Companies Act 2014

Transmission of shares

96. (1) Subsections (2) to (11) apply save to the extent that the company's constitution provides otherwise.

(2) In the case of the death of a member, the survivor or survivors where the deceased was a joint holder, and the personal representatives of the deceased where he or she was a sole holder, shall be the only persons recognised by the company as having any title to his or her interest in the shares.

(3) Nothing in subsection (2) shall release the estate of a deceased joint holder from any liability in respect of any share which had been jointly held by him or her with other persons.

(4) Any person becoming entitled to a share in consequence of the death or bankruptcy of a member may, upon such evidence being produced as may from time to time properly be required by the directors of the company and subject to subsection (5), elect either—

(a) to be registered himself or herself as holder of the share; or

(b) to have some person nominated by him or her (being a person who consents to being so registered) registered as the transferee thereof.
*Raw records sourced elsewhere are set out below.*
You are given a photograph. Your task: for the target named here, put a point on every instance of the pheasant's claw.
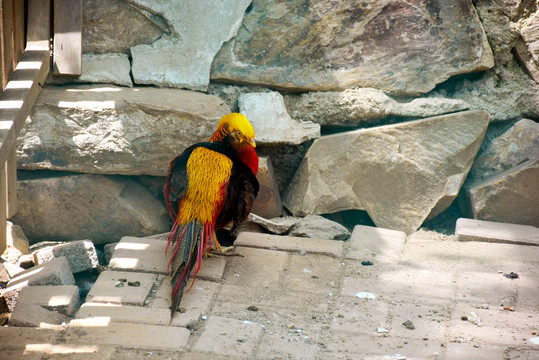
(225, 251)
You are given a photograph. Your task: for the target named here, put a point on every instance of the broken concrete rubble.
(80, 254)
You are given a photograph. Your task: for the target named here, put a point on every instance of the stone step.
(63, 298)
(333, 248)
(375, 244)
(54, 272)
(490, 231)
(101, 330)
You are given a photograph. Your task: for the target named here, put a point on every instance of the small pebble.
(409, 325)
(511, 275)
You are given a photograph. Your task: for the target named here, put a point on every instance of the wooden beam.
(20, 95)
(67, 49)
(7, 39)
(19, 37)
(11, 184)
(3, 218)
(39, 28)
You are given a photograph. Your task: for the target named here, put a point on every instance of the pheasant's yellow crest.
(235, 123)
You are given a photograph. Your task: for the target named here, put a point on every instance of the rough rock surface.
(115, 130)
(318, 227)
(268, 202)
(511, 196)
(517, 145)
(87, 207)
(506, 93)
(503, 182)
(400, 174)
(16, 243)
(272, 124)
(183, 58)
(114, 26)
(101, 69)
(353, 106)
(278, 225)
(405, 46)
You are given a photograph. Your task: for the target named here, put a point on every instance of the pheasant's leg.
(219, 250)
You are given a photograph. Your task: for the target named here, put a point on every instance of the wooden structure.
(25, 62)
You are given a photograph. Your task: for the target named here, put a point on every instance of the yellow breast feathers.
(208, 172)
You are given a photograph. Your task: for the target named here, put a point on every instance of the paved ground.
(374, 297)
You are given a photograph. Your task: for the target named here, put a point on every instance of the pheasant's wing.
(242, 190)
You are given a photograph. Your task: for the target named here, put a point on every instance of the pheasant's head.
(238, 129)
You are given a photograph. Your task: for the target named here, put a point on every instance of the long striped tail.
(188, 243)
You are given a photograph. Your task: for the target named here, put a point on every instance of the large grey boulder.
(517, 145)
(101, 69)
(400, 174)
(333, 45)
(115, 130)
(182, 58)
(503, 183)
(267, 113)
(528, 48)
(114, 26)
(353, 106)
(96, 207)
(511, 196)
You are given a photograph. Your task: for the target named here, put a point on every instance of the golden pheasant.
(208, 186)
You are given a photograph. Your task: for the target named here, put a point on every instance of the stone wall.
(379, 106)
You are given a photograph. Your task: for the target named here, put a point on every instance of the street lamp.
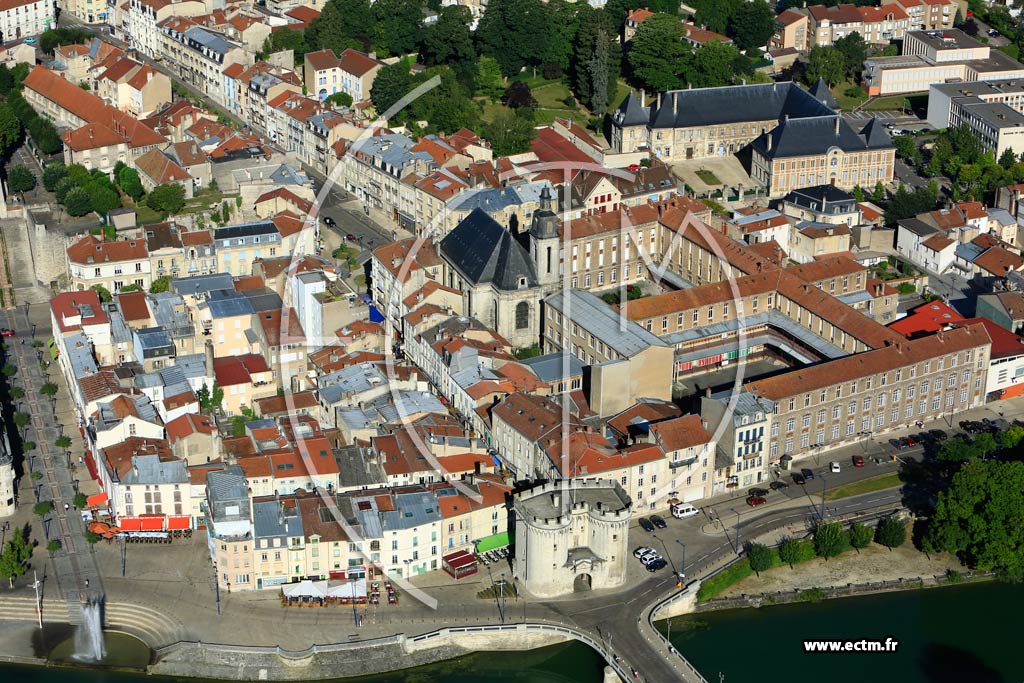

(5) The directors of the company shall, in either of those cases, have the same right to decline or suspend registration as they would have had in the case of a transfer of the share by that member before his or her death or bankruptcy, as the case may be.

(6) If the person becoming entitled as mentioned in subsection (4)

(a) elects to be registered himself or herself, the person shall furnish to the company a notice in writing signed by him or her stating that he or she so elects; or

(b) elects to have another person registered, the person shall testify his or her election by executing to that other person a transfer of the share.

(7) All the limitations, restrictions and provisions of this Chapter relating to the right to transfer and the registration of a transfer of a share shall be applicable to a notice or transfer referred to in subsection (6) as if the death or bankruptcy of the member concerned had not occurred and the notice or transfer were a transfer signed by that member.

(8) Subject to subsections (9) and (10), a person becoming entitled to a share by reason of the death or bankruptcy of the holder shall be entitled to the same dividends and other advantages to which he or she would be entitled if he or she were the registered holder of the share.

(9) Such a person shall not, before being registered as a member in respect of the share, be entitled in respect of it to exercise any right conferred by membership in relation to meetings of the company.

(10) The directors of the company may at any time serve a notice on any such person requiring the person to make the election provided for by subsection (4) and, if the person does not make that election (and proceed to do, consequent on that election, whichever of the things mentioned in subsection (6) is appropriate) within 90 days after the date of service of the notice, the directors may thereupon withhold payment of all dividends, bonuses or other moneys payable in respect of the share until the requirements of the notice have been complied with.

(11) The company may charge a fee not exceeding €10.00 on the registration of every probate, letters of administration, certificate of death, power of attorney, notice as to stock or other instrument or order.

(12) The production to a company of any document which is by law sufficient evidence of probate of the will or letters of administration of the estate of a deceased person having been granted to some person shall be accepted by the company, notwithstanding anything in its constitution, as sufficient evidence of the grant.